If you want to play the potential rally, Ericsson is your pick. Although it’s a strategic high-beta pick, Ericsson clearly has the potential to rally if the prevailing market expectation materializes; sometimes the consensus is right, and this could be one of those times.

That said, investors remain gloomy, although Europeans seem to be more upbeat than I’d previously thought. (I’ll have more on Europe later this month.) I’m a little more benign than most, still trying to evaluate the situation and make changes, if necessary.

If market action proves as positive as the majority believes, expect Asia–overweighted in the SRI Portfolio–to perform if not well than at least much better than the more developed markets. Emerging markets in general and Asia in particular remain structurally the only real growth game in town. That said, a hard landing in the US will hurt global markets substantially. But the view here remains that Asia will bounce back faster than the rest.

The Portfolio, as currently constructed, will perform in either a bull or bear market scenario. As things stand, when looking at Asia ex-Japan, Taiwan, Thailand and Singapore offer the best of both worlds: upside potential with downside protection. China and Indonesia are on the opposite end of the spectrum.

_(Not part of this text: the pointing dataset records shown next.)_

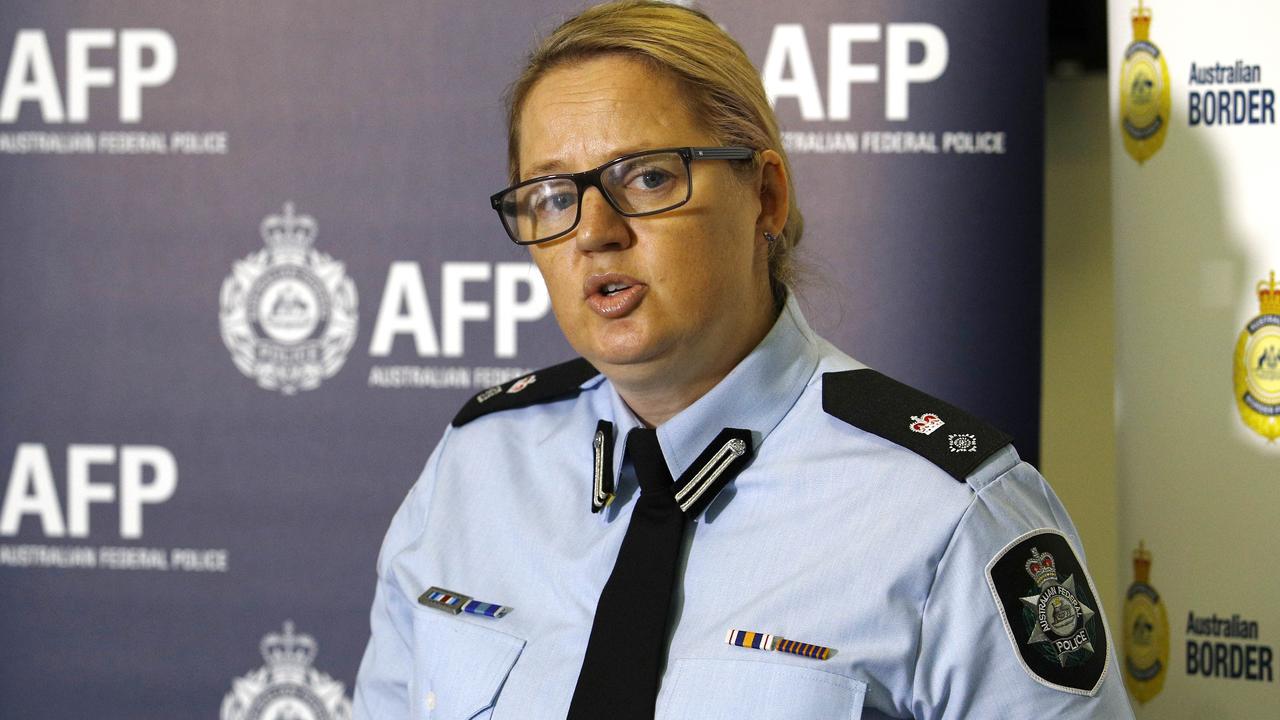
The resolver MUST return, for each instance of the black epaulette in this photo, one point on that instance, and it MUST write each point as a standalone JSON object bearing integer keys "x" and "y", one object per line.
{"x": 940, "y": 432}
{"x": 542, "y": 386}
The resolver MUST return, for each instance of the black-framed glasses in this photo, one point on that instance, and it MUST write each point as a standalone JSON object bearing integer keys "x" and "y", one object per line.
{"x": 635, "y": 185}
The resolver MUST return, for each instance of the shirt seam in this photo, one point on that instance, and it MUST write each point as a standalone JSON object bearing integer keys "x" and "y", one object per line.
{"x": 937, "y": 570}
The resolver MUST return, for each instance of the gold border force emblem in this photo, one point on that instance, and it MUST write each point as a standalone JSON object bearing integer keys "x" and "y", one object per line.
{"x": 1144, "y": 99}
{"x": 1146, "y": 633}
{"x": 1256, "y": 377}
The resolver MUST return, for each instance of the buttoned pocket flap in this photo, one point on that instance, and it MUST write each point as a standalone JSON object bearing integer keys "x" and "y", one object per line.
{"x": 460, "y": 666}
{"x": 749, "y": 689}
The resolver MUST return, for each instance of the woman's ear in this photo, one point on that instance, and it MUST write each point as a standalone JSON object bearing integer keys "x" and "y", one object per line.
{"x": 775, "y": 199}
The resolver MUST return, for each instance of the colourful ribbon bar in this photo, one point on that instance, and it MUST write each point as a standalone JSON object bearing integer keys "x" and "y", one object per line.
{"x": 764, "y": 641}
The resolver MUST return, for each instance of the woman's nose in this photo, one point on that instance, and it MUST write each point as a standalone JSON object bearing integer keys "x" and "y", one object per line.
{"x": 600, "y": 228}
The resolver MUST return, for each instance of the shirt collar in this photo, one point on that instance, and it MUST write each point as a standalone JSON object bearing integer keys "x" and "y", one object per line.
{"x": 755, "y": 395}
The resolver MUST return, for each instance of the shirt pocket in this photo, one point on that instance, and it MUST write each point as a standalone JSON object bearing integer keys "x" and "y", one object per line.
{"x": 458, "y": 666}
{"x": 749, "y": 689}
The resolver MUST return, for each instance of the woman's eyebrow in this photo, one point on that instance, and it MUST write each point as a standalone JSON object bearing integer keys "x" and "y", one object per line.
{"x": 558, "y": 165}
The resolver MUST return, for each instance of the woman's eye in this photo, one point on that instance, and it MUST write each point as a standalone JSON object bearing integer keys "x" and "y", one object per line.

One last note regarding the short term: In the March 8 issue of SRI, Hedge Your Bets, I presented a chart of a ratio used to assess the forecasting of tactical (i.e., short-term) market moves. As I wrote then, when the ratio falls below the support level of 1.3, the risk of a selloff increases. That ratio recently broke below longer-term support, but hasn’t reached 1.3. Things still aren’t looking very promising.

techindex
Source: Bloomberg LP

As a courtesy to new subscribers, here are some of the Rules Of Engagement as published in the first issue of SRI:
The purpose of this advisory is to help investors navigate the global markets and, in the process, make money. Here then are the rules of engagement for The Silk Road Investor.

The Portfolio won’t cover any US-based companies, but will include companies from all the other regions of the world. US companies benefiting from themes presented here, though, will be suggested periodically.

The Portfolio will be a long-only portfolio with no cash allocation. This is being done so the comparison with world stock indexes can take place on a fair basis–global indexes that investment advisors like to compare themselves against include only stocks and are always long.

Hedging advice will also be offered–starting next week–that will be included in every issue, although not as a part of the Portfolio. Investors will be able to achieve positive returns, while SILK will be fair when comparing its performance to the world’s indexes. Cash–once again–isn’t an option here either.